CART: personalized immunotherapy
The second approach involves highly personalized treatments known as CART, with the abbreviation arising from the use of a protein chimeric antigen receptor (CAR) to modify a T-cell, which are first removed from a patient, genetically altered to kill cancer, and then re-infused.
CARTs effectively synergize antibodies, which provide precision recognition of disease targets, with the power of T-cells. Unlike antibodies, however, the modified T-cells continue to multiply, serving as a living therapy.
In autumn 2013, researchers at Fred Hutchinson Cancer Research Center in Seattle launched a (preliminary) safety trial with a CART on a lymphoma patient, who had failed to respond to elevated doses of chemotherapy. It was the first trial of its kind to be conducted on a human. At the end of a fortnight, the patient was reported telling his physicians that the lymph nodes in his neck felt like ‘ice cubes melting.’

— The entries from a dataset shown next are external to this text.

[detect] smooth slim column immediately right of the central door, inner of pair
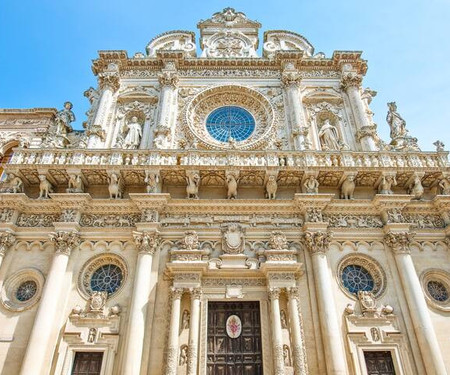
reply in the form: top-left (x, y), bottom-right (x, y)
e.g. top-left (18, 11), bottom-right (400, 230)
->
top-left (268, 288), bottom-right (285, 375)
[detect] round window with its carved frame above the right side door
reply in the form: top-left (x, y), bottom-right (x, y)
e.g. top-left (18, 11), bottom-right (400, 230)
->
top-left (337, 254), bottom-right (386, 298)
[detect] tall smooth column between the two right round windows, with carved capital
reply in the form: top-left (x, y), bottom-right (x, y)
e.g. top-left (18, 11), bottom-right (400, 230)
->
top-left (384, 231), bottom-right (447, 375)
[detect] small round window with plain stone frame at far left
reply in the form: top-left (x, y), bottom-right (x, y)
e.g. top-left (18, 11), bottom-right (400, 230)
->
top-left (1, 268), bottom-right (44, 311)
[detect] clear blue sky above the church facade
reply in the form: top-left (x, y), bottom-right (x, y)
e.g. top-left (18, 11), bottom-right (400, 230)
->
top-left (0, 0), bottom-right (450, 150)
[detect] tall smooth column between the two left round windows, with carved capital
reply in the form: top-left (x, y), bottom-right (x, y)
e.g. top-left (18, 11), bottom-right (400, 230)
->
top-left (20, 231), bottom-right (80, 375)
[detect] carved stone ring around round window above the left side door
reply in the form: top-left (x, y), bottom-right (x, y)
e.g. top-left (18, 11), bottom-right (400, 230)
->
top-left (78, 254), bottom-right (128, 299)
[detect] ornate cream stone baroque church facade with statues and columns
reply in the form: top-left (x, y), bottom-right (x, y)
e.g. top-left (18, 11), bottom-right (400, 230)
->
top-left (0, 8), bottom-right (450, 375)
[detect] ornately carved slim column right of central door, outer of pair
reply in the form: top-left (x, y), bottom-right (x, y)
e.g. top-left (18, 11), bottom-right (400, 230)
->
top-left (287, 287), bottom-right (308, 375)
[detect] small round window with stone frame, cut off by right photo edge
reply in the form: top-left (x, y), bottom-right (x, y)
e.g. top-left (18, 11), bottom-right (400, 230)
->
top-left (420, 269), bottom-right (450, 312)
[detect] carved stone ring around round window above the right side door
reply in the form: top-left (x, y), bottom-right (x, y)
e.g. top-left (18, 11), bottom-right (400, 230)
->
top-left (336, 254), bottom-right (386, 299)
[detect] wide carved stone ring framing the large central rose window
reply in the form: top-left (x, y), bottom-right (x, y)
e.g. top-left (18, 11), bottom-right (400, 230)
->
top-left (183, 85), bottom-right (278, 150)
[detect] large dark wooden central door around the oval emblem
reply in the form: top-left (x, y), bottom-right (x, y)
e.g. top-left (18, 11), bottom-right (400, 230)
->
top-left (207, 302), bottom-right (263, 375)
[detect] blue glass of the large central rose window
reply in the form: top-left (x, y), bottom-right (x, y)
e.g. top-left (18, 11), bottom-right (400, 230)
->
top-left (206, 106), bottom-right (255, 142)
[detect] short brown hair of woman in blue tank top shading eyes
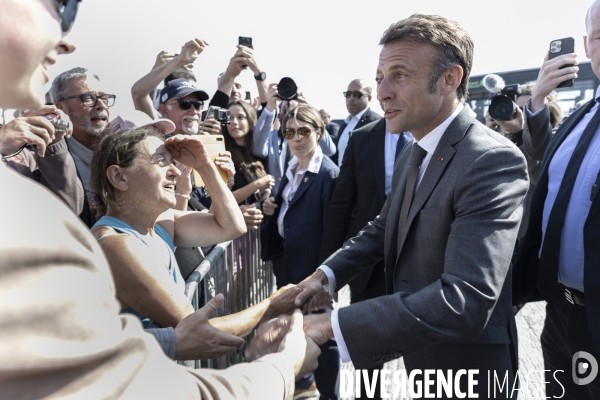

Beyond leukemia and lymphoma
CARTs have largely worked so far in cases of leukemia or lymphoma, albeit dramatically. However, Fred Hutchinson is also working on several other cancer types, including Merkel cell carcinoma, melanoma and several sarcoma subtypes.
Elsewhere, researchers at the University of Pennsylvania are working on a CART which targets mesothelin, a protein often encountered on the surface of tumour cells. Trials involve patients with serious ovarian cancer, epithelial mesothelioma, and pancreatic cancer.

Challenges with CART
Nevertheless, many practical challenges remain to be overcome with CARTs too. They require extensive research and refinement in the lab before patient trials. Production is also labour-intensive, requiring isolation of specific T-cells from a blood sample, followed by multiplication in an incubator and the use of a hemacytometer for counting, and then concentration in a centrifuge. Apart from fine-tuning their therapeutic effects, means to cost-effectively scale the technology will also be required to bring CARTs to market.
Like checkpoint inhibitors, CART therapy also has clinical limitations, even in its mainstay application in leukemia. 20-30percent of patients are not helped, and are likely to die.

Some way to go
In the final analysis, immunotherapy still has some way to go.
In spite of their often near-miraculous performance, immunotherapy drugs have worked in what is still a minority of patients.
Researchers are clearly aware that immunotherapy is unique, potent and extraordinary, but they cannot fully understand why – or yet control it adequately.

The risks of hype
Physicians also urge caution. Media-hype has led many patients to believe the age of chemotherapy is past. There are cases of unresponsive immunotherapy patients (or those suffering from unacceptable side effects) being switched back to chemotherapy, successfully. Though this may be due to a delayed effect of immunotherapy, it is too early to tell. Indeed, one explanation is that chemotherapy and immunotherapy may be working synergistically in such cases.

Industry too may need a reality check. Asset management companies like Piper Jaffray have forecast immunotherapy boosting the cancer treatment market to half a trillion dollars a year. This may of course face a collision with reality.
Yervoy costs over USD 120,000 ( Euro 110,000) for a four-course treatment, while Keytruda is billed at about USD 150,000 ( Euro 138,000) for a year. At current prices, the combination of Opdivo and Yervoy would result in an annual cost of USD 270,000 ( Euro 248,000). On their part, CART therapies may cost even more. How exactly these sums will be financed is indeed the trillion dollar question.